On ne manœuvrait pas un vaisseau de la taille du Grand Corsaire à trois !

Mais pour l'heure, le Capitaine et ses trois hommes s'étaient construit sur la plage, à l'ombre des feuillages un abri un bois, ainsi qu'un puit leur permettant de récupérer l'eau de pluie et empêcher l'évaporation de celle qu'ils parvenaient à récupérer des lacs de l'île.

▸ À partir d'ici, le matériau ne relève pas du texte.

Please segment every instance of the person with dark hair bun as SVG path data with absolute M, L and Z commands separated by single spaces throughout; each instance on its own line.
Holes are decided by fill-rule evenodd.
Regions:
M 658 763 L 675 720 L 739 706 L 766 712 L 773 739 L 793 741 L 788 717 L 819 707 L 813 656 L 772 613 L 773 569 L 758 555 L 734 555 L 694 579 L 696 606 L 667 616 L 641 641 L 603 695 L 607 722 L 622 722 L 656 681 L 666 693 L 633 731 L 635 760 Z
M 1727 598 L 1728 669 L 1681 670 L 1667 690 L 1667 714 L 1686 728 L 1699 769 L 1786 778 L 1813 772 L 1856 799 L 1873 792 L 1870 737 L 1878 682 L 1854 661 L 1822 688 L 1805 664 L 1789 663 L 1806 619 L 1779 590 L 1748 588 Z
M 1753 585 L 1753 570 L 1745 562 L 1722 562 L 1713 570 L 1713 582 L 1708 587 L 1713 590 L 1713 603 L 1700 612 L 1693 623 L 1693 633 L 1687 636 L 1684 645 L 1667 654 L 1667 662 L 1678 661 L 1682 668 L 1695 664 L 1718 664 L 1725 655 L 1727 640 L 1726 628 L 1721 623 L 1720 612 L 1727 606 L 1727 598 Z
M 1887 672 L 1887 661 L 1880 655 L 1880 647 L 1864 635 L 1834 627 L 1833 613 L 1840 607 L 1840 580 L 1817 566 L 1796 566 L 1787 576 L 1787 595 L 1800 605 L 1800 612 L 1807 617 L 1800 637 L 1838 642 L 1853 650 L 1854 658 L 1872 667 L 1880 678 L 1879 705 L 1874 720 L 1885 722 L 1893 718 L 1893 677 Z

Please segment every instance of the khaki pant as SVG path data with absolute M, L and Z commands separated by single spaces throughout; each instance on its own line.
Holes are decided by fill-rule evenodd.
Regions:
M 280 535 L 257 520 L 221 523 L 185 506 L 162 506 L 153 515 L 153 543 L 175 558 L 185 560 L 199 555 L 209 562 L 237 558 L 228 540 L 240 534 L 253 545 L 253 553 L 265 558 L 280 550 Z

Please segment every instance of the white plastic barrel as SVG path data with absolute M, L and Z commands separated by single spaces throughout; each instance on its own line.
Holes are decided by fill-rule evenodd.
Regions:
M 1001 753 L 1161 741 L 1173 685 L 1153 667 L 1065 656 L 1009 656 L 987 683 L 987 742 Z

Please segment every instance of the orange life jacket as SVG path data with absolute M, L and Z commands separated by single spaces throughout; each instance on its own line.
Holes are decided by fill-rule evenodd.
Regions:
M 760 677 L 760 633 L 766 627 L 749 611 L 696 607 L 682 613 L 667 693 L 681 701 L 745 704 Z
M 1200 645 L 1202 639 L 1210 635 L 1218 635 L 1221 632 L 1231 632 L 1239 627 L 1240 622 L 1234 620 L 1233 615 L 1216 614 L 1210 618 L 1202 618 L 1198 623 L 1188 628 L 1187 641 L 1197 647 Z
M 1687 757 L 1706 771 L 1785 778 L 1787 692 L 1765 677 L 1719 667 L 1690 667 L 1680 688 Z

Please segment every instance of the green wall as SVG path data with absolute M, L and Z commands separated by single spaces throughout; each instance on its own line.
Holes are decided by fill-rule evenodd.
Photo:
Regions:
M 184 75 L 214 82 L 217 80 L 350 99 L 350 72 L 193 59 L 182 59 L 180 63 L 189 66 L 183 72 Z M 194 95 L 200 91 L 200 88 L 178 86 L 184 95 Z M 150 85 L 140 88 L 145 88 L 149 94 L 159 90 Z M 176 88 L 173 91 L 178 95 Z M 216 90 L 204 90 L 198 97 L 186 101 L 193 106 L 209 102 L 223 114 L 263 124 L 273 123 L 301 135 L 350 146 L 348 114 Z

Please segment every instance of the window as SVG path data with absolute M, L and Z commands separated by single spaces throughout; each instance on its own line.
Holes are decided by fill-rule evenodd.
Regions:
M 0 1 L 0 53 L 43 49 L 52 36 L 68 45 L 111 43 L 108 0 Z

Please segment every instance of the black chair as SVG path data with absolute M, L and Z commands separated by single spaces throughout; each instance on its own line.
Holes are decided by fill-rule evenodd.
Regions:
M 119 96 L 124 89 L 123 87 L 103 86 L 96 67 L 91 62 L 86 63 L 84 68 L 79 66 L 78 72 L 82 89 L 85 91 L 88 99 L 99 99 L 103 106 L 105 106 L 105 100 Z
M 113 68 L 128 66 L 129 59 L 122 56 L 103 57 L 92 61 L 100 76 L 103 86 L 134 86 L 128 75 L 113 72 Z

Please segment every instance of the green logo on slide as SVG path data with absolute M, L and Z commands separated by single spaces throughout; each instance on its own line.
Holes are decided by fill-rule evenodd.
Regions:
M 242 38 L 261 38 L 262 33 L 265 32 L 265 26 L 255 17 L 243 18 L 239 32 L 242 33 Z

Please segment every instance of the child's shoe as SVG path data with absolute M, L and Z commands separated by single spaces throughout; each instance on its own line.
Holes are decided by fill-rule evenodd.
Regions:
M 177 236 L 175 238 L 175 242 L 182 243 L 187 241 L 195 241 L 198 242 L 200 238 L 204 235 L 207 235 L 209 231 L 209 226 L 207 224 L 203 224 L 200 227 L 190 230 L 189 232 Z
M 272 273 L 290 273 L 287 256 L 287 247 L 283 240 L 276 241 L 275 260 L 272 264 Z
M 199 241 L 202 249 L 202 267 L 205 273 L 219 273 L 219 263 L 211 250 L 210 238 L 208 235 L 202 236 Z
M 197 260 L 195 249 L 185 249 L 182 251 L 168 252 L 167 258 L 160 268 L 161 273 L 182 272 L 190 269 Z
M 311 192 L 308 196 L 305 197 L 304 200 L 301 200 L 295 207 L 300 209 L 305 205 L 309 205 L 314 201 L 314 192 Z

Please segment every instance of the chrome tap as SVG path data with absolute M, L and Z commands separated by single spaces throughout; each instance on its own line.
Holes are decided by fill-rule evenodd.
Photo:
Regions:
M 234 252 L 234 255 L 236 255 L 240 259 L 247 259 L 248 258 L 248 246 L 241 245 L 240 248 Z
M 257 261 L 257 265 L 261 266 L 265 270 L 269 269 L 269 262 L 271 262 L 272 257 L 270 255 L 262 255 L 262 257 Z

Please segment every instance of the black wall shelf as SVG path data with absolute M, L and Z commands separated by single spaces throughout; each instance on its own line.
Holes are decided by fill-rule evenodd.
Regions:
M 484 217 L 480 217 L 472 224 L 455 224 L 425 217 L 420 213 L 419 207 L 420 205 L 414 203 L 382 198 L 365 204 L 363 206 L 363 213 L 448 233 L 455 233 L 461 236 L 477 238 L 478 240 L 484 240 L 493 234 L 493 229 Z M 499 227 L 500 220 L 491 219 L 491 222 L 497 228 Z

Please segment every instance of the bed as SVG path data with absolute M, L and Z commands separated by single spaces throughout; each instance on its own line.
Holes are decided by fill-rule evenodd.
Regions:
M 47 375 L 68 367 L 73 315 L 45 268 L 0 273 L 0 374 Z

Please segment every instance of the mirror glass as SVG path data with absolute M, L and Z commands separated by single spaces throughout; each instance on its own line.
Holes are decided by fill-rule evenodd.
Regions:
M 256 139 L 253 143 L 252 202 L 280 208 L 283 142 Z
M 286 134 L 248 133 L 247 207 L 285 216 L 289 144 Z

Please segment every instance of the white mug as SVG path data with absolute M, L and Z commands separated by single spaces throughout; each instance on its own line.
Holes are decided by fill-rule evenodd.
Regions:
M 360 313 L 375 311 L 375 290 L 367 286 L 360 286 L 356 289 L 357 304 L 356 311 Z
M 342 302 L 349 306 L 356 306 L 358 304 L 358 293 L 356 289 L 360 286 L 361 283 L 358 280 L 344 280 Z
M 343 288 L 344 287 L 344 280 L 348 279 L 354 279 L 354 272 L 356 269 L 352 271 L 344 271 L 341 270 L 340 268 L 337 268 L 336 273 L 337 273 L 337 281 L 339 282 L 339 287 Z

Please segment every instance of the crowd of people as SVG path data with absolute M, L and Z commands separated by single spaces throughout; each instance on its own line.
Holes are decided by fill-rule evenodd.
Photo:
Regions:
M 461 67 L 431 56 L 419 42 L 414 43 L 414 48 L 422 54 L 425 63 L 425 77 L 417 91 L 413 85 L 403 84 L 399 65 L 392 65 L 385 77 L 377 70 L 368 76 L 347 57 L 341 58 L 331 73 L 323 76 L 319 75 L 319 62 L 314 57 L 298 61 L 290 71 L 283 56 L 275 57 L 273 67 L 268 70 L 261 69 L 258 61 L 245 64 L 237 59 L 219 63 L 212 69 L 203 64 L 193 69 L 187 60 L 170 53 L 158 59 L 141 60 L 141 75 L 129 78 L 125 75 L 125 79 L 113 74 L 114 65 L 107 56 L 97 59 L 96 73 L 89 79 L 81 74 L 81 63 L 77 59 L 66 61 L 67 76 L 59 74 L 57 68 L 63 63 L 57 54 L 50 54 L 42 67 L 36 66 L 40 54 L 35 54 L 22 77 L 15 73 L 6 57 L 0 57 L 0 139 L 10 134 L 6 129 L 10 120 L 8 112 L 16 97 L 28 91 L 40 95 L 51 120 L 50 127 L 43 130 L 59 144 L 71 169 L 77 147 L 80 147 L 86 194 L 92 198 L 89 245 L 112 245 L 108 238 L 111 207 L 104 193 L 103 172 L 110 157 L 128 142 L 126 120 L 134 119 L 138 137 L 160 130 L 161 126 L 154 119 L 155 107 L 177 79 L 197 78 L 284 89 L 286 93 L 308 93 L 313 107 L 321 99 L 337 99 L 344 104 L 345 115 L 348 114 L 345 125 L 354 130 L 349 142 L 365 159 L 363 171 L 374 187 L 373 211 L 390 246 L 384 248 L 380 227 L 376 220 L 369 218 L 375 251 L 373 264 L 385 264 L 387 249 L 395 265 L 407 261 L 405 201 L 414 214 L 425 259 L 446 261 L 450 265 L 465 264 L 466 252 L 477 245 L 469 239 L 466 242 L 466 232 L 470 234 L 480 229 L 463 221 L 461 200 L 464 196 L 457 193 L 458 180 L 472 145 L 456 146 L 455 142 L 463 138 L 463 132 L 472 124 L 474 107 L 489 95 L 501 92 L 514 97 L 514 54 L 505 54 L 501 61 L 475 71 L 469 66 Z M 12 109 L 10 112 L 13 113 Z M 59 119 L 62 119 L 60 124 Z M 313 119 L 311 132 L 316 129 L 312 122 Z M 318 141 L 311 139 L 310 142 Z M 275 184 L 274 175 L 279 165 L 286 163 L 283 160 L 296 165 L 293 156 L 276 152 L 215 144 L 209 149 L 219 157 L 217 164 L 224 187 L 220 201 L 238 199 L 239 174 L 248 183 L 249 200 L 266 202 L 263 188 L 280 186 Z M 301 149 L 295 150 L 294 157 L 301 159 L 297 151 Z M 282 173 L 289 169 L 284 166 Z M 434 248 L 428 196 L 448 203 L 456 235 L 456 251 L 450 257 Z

Hidalgo et Stu étaient parti en chasse aujourd'hui. Lui avait passé la matinée à collecter du bois pour son bâtiment, du bois et de la résine, afin d'en confectionner une pâte qui recouvrirait la carène du navire. Camille s'était placée à l'ombre, sur les récifs, et lancé sa ligne au travers les vagues et les eaux indigos.

Ils avaient partagé un poisson à deux, puis le Capitaine et son amante piquaient un somme tandis que les deux hommes avaient pour instruction de ramener du gibier. Heureusement pour eux, l'île ne manquait pas de tortues, de singes, d'oiseaux et de sangliers qu'ils pouvaient attraper et faire cuire.

Ainsi, nus l'un dans les bras de l'autre, Fillipe l'Ondinois et Fine Dague observait les vagues embrasser le sable blanc sans lassitude, déposant à chacune de leurs allées une fine particule d'écumes blanches.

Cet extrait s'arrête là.